Natural gas-processing plants would have to start publicly reporting toxic chemicals they release into the environment under proposed regulations the Environmental Protection Agency announced last week.
“The oil and gas industry releases an enormous amount of toxic pollutants every year, and communities deserve to know what they’re facing,” Adam From, senior attorney for Environmental Integrity Project, said in a prepared statement.
“(Friday’s) proposal by EPA marks significant progress for public health, the environment, and the right to know,” he said. “We hope EPA will move swiftly to finalize and implement this simple yet vital public-reporting rule.”
In 2012, the Environmental Integrity Project and 18 partner organizations – including Durango-based San Juan Citizens Alliance – filed a petition asking the EPA to require oil- and gas-processing facilities to report emissions in what’s known as a Toxics Release Inventory.
A Toxics Release Inventory is an online public database that tracks toxic chemicals released by industrial facilities that could pose a risk to human health or the environment.
The program was created in 1986 by Congress after toxic gases escaped a plant in India in 1984, killing thousands of local residents.
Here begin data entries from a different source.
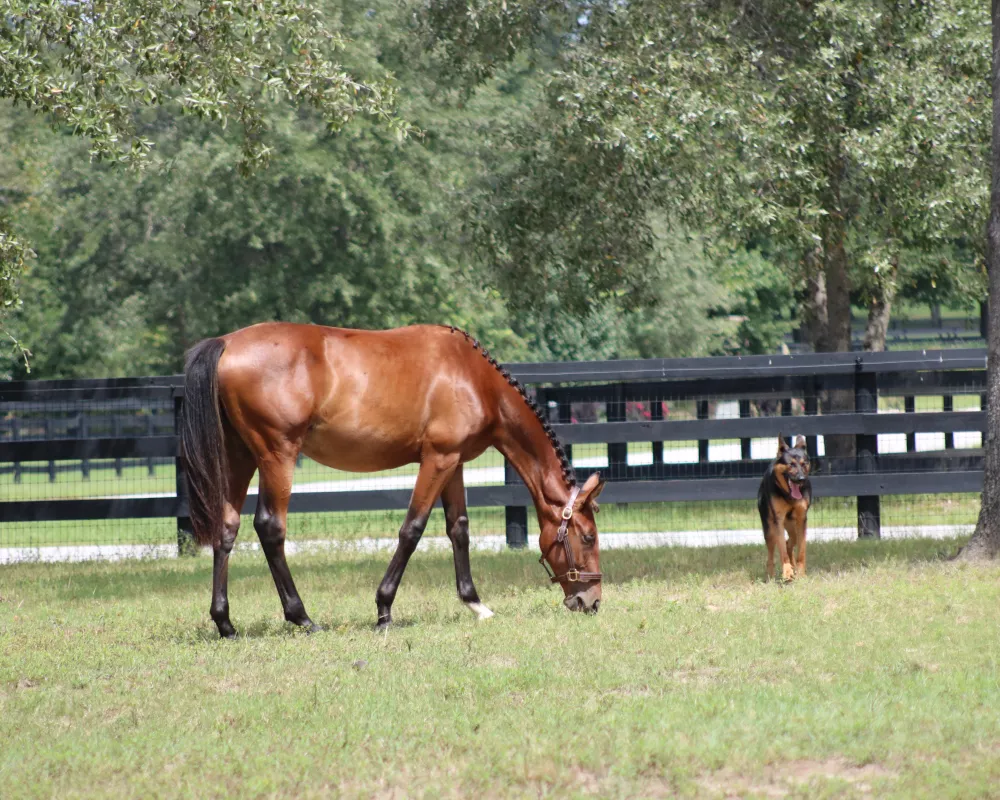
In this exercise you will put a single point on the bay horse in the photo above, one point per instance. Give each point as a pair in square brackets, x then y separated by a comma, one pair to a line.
[363, 401]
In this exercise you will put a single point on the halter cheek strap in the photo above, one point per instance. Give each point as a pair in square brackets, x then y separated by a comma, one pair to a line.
[572, 574]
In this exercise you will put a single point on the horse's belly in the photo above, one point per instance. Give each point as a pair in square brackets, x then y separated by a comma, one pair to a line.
[357, 454]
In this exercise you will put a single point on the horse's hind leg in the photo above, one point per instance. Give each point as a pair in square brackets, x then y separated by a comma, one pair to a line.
[457, 524]
[241, 469]
[435, 472]
[270, 522]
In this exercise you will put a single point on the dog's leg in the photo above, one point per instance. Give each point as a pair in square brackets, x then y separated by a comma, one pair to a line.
[775, 537]
[787, 571]
[794, 537]
[800, 567]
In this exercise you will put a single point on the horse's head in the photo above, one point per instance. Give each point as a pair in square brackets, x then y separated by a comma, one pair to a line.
[571, 550]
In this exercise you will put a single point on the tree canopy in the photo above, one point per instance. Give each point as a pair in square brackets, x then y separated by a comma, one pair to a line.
[97, 66]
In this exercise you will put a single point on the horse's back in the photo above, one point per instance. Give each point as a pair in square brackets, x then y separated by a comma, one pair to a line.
[354, 399]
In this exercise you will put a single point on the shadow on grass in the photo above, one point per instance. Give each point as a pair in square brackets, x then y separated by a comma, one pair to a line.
[494, 572]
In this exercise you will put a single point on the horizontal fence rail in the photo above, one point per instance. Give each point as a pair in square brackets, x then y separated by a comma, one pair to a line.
[84, 425]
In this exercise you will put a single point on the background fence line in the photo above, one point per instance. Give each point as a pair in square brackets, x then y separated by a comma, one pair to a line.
[97, 425]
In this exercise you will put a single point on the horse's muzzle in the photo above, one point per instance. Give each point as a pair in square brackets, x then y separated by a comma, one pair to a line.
[588, 600]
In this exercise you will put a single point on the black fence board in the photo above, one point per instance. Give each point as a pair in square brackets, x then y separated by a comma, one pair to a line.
[44, 406]
[94, 508]
[65, 449]
[767, 427]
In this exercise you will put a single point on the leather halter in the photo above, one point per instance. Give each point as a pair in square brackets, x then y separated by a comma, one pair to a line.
[572, 574]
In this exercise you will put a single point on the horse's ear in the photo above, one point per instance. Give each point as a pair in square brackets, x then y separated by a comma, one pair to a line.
[591, 489]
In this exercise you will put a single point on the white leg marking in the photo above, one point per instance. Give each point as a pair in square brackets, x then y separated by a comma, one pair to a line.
[481, 611]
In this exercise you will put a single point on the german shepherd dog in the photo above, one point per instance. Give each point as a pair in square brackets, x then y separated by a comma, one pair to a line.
[783, 502]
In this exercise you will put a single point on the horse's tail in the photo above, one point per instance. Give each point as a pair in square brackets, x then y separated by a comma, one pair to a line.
[203, 445]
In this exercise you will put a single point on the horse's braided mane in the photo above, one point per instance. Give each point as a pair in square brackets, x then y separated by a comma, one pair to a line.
[569, 474]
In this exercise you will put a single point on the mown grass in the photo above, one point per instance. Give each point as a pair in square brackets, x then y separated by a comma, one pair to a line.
[877, 675]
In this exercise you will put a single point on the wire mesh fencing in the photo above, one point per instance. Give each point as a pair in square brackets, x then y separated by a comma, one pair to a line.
[89, 469]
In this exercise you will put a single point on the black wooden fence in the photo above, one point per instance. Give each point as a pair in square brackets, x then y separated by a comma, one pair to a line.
[634, 402]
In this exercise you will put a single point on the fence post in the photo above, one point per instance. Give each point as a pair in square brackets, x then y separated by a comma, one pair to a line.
[515, 517]
[811, 402]
[47, 429]
[564, 415]
[866, 448]
[701, 412]
[617, 451]
[656, 415]
[185, 532]
[745, 443]
[910, 407]
[116, 431]
[15, 434]
[948, 404]
[82, 432]
[150, 431]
The intent of the “Emergency Planning and Community Right-to-Know Act” is to “promote emergency planning and to provide the public with information about releases of toxic chemicals in their community.”
While other industries – such as metal mining, manufacturing and hazardous waste treatment – are subject to report more than 650 chemicals to the EPA, oil and gas facilities for more than 30 years have been exempt.
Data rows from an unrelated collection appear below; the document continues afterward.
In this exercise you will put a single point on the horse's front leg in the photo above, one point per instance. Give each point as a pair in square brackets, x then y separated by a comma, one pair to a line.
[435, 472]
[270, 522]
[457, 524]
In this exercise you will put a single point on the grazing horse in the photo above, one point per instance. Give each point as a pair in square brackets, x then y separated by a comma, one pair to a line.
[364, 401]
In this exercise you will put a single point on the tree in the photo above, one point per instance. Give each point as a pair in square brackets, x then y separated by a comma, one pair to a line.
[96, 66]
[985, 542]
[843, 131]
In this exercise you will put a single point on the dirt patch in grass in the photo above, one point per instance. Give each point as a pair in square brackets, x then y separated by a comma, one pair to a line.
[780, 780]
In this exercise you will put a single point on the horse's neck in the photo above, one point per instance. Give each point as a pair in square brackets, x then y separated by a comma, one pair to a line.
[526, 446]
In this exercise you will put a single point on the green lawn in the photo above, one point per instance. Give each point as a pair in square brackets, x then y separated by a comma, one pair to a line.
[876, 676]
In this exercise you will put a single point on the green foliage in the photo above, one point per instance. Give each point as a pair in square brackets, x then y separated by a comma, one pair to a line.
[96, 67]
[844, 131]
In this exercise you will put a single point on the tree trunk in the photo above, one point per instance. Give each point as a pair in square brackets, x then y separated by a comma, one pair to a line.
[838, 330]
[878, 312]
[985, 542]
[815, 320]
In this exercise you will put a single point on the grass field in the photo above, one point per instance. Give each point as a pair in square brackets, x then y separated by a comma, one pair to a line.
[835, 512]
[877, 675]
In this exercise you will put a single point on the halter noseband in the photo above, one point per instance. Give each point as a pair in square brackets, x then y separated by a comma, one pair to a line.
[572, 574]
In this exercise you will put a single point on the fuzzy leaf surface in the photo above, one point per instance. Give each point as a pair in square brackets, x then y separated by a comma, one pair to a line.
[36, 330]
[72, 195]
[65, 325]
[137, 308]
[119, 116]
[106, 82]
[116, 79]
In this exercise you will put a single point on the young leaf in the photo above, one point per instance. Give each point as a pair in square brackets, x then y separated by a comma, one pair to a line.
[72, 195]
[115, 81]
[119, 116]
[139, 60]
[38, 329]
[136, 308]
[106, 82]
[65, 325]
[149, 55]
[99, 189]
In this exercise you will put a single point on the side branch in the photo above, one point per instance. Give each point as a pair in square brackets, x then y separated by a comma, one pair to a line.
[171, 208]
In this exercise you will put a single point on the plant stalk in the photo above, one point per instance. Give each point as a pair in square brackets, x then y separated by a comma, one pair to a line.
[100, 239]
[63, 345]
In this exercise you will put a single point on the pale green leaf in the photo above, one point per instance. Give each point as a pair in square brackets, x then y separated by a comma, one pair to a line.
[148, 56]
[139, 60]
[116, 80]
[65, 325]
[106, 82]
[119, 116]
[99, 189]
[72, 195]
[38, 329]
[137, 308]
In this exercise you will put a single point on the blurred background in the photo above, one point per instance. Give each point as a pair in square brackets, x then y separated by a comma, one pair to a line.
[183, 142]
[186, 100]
In January 2015, the environmental and open government groups filed a lawsuit against the EPA, demanding the agency respond to the 2012 petition, which it did in October 2015.
The EPA proposal would require between 281 to 444 natural gas-processing facilities across the U.S. to report toxic chemical releases, which can include xylenes, formaldehyde and benzene.
“In preparing natural gas and associated products, these facilities deal with over 21 TRI-covered chemicals,” according to the EPA website. “Accordingly, TRI reporting by these facilities would provide significant release and waste management data that would meaningfully increase the amount of information available to the public and further the purposes of TRI.”
EPA officials did not immediately respond to calls seeking comment.
The proposed rule was published Friday in the Federal Register. Facilities in natural gas extraction, such as exploration and fracking, are not included, the EPA said.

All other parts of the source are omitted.